Di tempo né è passato davvero tanto, ma Pasino non riesce davvero a credere che la sua amata Reggina oggi sia ad un passo dalla serie D…
QUESTIONE DI…CARATTERE- Dispiace veramente vedere la Reggina in questo stato, specie pensando che eravamo riusciti a riportala in serie B. Ci sta perdere la massima serie, ma assistere alla situazione attuale è veramente triste, per chi come me è rimasto affezionato alla maglia ed alla città . Reggio che rischia di sprofondare tra i dilettanti, è un qualcosa a cui non riesco neanche a credere. Dall’esterno è difficile dare una spiegazione a tutto questo, ma di sicuro il calcio è cambiato, i valori di una volta non ci sono più. Ai miei tempi si viveva tutto in modo diverso, e prima di firmare per una squadra come la Reggina, sapevi già che per giocare a Reggio ci volevano le palle. Andavamo in campi infuocati, dove la pressione ambientale era fortissima, ma nonostante questo avevamo la personalità per reggere l’urto. Oggi come oggi, a dover affrontare certi pesi psicologici ci sono dei ragazzini, e quindi tutto diventa più difficile.
C’ERA UNA VOLTA IL LEADER- Forse a questa squadra mancano i leader, i giocatori di personalità . All’epoca, se sbagliavi c’era gente come Maurizio Poli o Maurizio Vincioni, che per il tuo bene si comportava come i genitori di una volta. Se facevi lo scemo in allenamento rischiavi che ti staccassero una gamba, se sbagliavi qualcosa a livello di comportamento potevi anche essere attaccato al muro dello spogliatoio….Insomma, c’era sempre gente pronta a ricordarti cosa significasse indossare la maglia amaranto, e tutto ciò, insieme all’amore della gente, ti spingeva sempre a dare il massimo. Ripeto, per giocare in serie C, o avevi carattere oppure potevi stare a casa. Quando ho esordito con la Reggina, affrontavamo il Barletta sul neutro di Andria, ed i miei compagni, prima della gara, mi dissero “Nei primi 10 minuti ci saranno solo botte, ma se capiranno che non hai paura potrai cominciare a giocare a calcio”. Insomma, capii subito quale fosse lo spirito da mettere in campo.
TANTO, CI PENSA ALFREDO…-I tifosi reggini erano unici, il loro amore costituiva la nostra forza. Anche vent’anni fa tuttavia, c’erano i momenti difficili, e quando le cose non giravano dovevi fare i conti con le contestazioni.
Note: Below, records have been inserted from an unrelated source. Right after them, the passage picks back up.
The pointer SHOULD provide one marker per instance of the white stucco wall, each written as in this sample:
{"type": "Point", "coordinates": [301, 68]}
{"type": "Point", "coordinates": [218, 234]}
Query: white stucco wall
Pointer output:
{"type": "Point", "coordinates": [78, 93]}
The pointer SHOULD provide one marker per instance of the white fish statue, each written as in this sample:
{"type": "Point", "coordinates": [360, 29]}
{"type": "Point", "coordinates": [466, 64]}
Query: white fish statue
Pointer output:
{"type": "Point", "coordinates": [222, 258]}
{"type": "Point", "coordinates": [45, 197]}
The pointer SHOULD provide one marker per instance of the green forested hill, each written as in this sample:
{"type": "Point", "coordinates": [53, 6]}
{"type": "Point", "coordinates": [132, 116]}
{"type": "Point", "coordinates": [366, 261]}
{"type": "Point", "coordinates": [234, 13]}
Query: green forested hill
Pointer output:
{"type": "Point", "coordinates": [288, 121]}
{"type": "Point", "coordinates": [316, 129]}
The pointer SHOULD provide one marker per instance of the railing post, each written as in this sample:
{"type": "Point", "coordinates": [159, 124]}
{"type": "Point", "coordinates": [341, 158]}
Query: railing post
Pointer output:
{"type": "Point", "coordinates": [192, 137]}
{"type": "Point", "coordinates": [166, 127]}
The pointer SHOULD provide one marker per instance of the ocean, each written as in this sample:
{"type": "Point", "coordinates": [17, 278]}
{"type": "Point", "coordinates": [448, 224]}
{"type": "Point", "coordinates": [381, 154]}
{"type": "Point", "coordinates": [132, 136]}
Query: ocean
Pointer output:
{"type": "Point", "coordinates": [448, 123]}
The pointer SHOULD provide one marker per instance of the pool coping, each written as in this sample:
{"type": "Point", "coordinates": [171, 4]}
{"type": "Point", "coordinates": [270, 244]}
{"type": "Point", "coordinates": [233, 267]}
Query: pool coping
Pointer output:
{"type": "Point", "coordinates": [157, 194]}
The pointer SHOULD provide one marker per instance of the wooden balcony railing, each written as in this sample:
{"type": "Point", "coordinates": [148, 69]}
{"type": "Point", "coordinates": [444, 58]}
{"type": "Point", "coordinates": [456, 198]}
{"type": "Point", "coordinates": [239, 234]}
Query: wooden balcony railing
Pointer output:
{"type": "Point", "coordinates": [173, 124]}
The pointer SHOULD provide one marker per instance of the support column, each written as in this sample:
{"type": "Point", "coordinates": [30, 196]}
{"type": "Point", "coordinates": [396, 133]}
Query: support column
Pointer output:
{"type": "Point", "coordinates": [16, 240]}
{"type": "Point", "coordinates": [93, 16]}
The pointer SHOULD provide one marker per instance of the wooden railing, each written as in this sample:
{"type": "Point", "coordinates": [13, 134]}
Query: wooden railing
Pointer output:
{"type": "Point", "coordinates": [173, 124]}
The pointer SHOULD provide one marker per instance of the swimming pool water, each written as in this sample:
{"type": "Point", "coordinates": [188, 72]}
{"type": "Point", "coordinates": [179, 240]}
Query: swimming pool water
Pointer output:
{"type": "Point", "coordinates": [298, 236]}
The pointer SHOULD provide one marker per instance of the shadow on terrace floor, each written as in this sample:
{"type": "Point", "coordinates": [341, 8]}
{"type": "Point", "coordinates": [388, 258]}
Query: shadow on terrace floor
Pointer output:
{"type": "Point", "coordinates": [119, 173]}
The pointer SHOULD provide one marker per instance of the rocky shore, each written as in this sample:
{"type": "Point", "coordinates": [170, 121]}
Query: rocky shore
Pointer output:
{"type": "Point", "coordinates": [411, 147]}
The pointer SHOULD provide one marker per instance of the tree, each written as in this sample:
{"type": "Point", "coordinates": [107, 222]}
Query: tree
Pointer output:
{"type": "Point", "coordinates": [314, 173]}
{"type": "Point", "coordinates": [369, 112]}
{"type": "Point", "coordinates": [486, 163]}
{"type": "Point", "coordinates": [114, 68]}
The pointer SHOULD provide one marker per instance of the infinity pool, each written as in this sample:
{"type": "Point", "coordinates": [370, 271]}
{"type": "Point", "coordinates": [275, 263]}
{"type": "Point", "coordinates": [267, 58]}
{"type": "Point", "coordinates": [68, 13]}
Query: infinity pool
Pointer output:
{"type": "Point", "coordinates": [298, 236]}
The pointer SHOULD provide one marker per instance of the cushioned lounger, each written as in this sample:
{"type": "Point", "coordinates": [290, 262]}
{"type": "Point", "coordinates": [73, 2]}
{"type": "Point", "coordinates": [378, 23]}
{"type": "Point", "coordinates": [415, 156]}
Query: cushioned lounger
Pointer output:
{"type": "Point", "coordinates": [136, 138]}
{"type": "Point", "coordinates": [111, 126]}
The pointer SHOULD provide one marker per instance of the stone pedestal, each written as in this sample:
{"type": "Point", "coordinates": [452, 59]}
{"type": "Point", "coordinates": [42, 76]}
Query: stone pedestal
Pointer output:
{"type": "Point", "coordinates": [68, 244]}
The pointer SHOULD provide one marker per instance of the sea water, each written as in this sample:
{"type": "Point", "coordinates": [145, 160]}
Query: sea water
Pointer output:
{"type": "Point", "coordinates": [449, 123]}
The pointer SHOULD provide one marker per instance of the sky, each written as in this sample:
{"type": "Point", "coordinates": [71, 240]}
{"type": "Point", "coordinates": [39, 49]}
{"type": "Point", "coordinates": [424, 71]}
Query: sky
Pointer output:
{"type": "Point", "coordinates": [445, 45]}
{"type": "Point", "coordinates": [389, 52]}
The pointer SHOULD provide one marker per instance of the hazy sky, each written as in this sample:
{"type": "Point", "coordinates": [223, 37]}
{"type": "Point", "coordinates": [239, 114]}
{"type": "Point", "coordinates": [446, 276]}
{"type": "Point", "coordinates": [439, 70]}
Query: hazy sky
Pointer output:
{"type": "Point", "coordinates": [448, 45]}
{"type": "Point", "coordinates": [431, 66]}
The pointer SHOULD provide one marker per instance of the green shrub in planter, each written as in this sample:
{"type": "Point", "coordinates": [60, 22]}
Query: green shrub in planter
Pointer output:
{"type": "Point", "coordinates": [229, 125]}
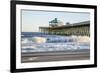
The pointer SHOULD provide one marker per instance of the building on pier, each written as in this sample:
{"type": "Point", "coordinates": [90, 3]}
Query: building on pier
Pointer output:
{"type": "Point", "coordinates": [81, 28]}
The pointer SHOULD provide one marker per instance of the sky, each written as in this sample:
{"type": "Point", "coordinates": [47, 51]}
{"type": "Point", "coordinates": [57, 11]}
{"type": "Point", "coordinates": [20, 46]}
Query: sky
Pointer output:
{"type": "Point", "coordinates": [31, 20]}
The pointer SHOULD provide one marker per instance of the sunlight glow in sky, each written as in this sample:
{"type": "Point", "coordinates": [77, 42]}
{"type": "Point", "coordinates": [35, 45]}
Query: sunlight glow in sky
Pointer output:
{"type": "Point", "coordinates": [32, 20]}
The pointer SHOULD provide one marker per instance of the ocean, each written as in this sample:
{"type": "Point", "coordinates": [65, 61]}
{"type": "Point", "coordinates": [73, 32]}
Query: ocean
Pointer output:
{"type": "Point", "coordinates": [41, 42]}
Ricordo che nel primo anno di serie B iniziammo male, e prima della partita casalinga col Perugia, di notte, venne un gruppo di Ultras a suonarmi a casa, e mi invitarono a scendere giù: erano molto arrabbiati, sostenevano che non ci stavamo impegnando abbastanza, pretendevano la vittoria a tutti i costi. Io avrei potuto non rispondere o chiamare la polizia, ed invece ho voluto metterci la faccia, parlare a quella che era la mia, la nostra gente. Scesi a tranquillizzarli, gli promisi sia l’impegno che la vittoria: fortunatamente, la domenica ci pensò Alfredo (Aglietti, ndr), e grazie ad un suo gol battemmo il Perugia. Giocare a fianco di un calciatore bravo come lui, ti faceva stare più tranquillo; è vero, quella Reggina era composta da uomini, ma anche da bravi calciatori…
QUEL NODO IN GOLA- Così come ho detto nelle interviste precedenti, l’unico mio rimpianto è di aver concluso il mio rapporto con la Reggina da fuori rosa. Le storie d’amore finiscono, ma per quello che ho dato e ricevuto, mi sarebbe piaciuto uscire di scena dalla porta principale, e non in quel modo. In ogni caso, anche quell’esperienza mi ha fortificato, mi ha fatto maturare come persona e come professionista. Un futuro ancora insieme? Dal momento che oggi faccio l’allenatore, chissà …Mi piacerebbe tantissimo, anche se ultimamente la scelta degli ex non sta portando tanto bene alla Reggina (sorride, ndr).